The EIB to become a major green investor

The EIB's work should be stepped up, not only in terms of volume, but also of its capacity to take on more risk. Extending the Juncker Plan to projects under the finance-climate pact, for instance, would allow the EIB to make use of the guarantee for the European Fund for Strategic Investments.

Consideration should also be given to the EIB becoming the bank for sustainable development, mainly financing the energy transition, ecological mobility and innovation and moving away from financing traditional projects. Green projects should be earmarked in line with a new European taxonomy.

The circular economy as well as investments in the energy efficiency of buildings need to be encouraged.
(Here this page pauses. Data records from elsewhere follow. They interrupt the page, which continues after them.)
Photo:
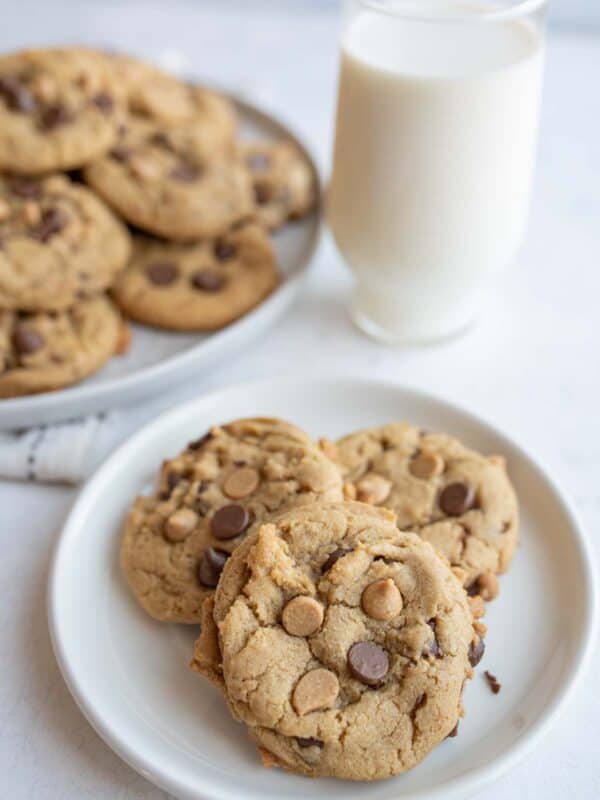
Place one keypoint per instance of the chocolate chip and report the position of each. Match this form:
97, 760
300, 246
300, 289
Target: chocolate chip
54, 116
224, 250
53, 220
492, 682
335, 556
262, 193
229, 521
15, 95
198, 443
104, 102
309, 741
26, 341
368, 662
476, 651
207, 281
258, 162
453, 732
162, 273
435, 649
186, 173
121, 153
211, 565
457, 498
26, 188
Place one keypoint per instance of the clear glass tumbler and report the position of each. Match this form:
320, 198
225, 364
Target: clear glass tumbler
436, 130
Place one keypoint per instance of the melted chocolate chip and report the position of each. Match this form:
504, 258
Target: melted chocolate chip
368, 663
211, 565
224, 250
207, 281
229, 521
162, 273
26, 341
104, 102
186, 173
15, 95
476, 651
457, 498
53, 221
333, 557
54, 116
309, 741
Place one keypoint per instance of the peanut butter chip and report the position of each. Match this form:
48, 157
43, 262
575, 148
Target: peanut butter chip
373, 489
302, 616
426, 466
382, 599
180, 524
317, 689
241, 482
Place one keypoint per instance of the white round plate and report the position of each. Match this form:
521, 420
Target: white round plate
129, 673
157, 359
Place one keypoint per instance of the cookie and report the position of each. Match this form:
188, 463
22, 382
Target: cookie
458, 500
342, 643
161, 179
198, 286
46, 351
58, 243
59, 110
176, 540
283, 181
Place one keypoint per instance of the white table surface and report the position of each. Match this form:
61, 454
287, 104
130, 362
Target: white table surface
531, 365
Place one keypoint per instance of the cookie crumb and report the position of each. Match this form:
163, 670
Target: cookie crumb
492, 682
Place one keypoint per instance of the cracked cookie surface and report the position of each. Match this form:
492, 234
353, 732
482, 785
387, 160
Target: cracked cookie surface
342, 643
199, 286
176, 541
458, 500
59, 109
58, 243
40, 352
284, 184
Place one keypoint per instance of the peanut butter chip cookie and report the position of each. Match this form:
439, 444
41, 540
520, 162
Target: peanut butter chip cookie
177, 540
456, 499
199, 286
161, 179
45, 351
365, 686
59, 109
283, 181
58, 243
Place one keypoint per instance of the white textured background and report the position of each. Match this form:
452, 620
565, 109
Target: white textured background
532, 365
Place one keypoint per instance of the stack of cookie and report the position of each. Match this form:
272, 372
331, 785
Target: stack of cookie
118, 177
339, 586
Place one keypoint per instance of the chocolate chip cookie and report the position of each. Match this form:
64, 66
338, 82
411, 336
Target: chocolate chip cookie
198, 286
58, 243
176, 541
342, 643
161, 179
458, 500
46, 351
59, 109
283, 181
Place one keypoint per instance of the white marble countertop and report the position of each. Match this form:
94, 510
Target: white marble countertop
532, 364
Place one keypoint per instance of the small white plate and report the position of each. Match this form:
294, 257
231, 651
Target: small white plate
129, 674
157, 359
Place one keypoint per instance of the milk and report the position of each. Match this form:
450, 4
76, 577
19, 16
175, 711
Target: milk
434, 151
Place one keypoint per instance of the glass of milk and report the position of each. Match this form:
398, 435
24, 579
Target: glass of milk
436, 129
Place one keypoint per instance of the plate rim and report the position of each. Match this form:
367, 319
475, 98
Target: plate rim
458, 787
153, 377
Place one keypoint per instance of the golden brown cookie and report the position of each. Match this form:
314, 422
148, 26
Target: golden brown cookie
342, 643
198, 286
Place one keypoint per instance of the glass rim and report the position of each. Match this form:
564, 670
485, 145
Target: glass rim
522, 8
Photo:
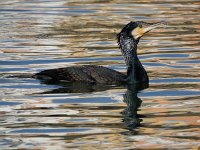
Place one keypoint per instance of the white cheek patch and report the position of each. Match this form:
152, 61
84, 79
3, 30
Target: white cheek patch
137, 32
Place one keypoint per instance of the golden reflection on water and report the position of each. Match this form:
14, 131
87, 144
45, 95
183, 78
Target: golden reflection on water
43, 34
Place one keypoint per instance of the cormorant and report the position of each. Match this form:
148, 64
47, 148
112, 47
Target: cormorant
128, 40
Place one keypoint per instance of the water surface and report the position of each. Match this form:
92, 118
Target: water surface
37, 35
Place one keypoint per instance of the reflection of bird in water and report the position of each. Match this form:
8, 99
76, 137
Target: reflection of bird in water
131, 118
128, 39
130, 114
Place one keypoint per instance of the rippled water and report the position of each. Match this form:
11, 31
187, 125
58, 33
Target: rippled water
41, 34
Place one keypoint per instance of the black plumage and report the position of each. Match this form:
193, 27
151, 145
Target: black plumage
128, 39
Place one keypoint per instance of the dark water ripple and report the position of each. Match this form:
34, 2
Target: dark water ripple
41, 34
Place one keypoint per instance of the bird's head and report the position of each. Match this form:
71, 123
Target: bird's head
139, 28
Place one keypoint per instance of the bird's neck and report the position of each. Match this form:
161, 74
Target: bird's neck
135, 71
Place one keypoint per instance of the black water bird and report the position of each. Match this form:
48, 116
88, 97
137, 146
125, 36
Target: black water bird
128, 40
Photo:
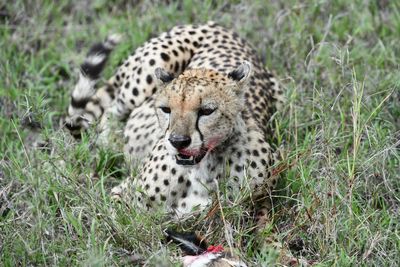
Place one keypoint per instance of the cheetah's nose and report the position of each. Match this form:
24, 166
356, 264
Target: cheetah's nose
179, 141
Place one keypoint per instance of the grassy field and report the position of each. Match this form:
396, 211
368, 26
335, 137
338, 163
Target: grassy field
338, 203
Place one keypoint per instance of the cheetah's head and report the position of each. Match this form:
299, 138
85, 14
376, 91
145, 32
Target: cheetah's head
199, 109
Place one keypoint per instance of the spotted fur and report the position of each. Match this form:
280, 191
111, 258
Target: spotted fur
198, 101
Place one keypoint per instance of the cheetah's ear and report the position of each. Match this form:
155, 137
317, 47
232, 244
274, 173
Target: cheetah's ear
242, 73
163, 77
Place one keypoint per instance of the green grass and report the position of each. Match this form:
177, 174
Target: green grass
338, 202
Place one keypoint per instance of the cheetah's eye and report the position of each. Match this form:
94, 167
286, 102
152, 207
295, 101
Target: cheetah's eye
206, 111
165, 109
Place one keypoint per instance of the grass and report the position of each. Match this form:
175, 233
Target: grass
338, 203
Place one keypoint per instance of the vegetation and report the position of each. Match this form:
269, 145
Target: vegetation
338, 202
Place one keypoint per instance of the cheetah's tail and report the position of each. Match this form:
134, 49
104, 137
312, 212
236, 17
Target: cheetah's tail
80, 110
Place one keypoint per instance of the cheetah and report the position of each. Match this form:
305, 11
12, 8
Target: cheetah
197, 102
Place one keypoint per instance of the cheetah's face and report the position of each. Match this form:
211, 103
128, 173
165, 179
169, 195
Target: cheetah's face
198, 110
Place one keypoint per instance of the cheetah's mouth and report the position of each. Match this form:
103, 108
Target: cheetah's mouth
183, 159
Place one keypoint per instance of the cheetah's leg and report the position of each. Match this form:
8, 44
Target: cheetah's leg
88, 104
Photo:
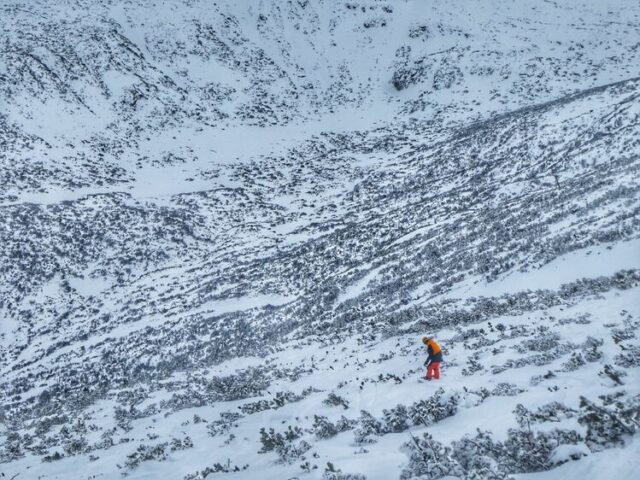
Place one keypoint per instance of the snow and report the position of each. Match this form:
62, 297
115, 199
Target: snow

The transition must be economically, socially and environmentally sustainable

In order to promote sustainable projects and identify areas in which investments can have the most positive environmental and economic impact, the EESC supports the development of a unified EU classification system (taxonomy). Green labels should be granted to investments that comply with the EU taxonomy and the highest sustainability standards, with a view to ensuring the positive earmarking of investments.

The EU should not only encourage cooperation between Member States, but also align its own policies with the aim of supporting shared prosperity for European entrepreneurs, workers and individuals.

In each trade agreement, social and environmental clauses should be completed by a binding commitment to the Paris Agreement.

Nobody must be left behind, this is the EESC's credo, aligned with the UN 2030 Sustainable Development Agenda. It is crucial that SMEs as well as cooperatives and small organisations at all local levels have access to finance and R&D. In order to guarantee a fair social transition, part of the funding should be allocated to an adjustment fund for regions and workers affected by the sectors in transition. The EESC proposes to earmark a substantial part of the European Cohesion Fund to climate objectives and their positive socio-economic benefits.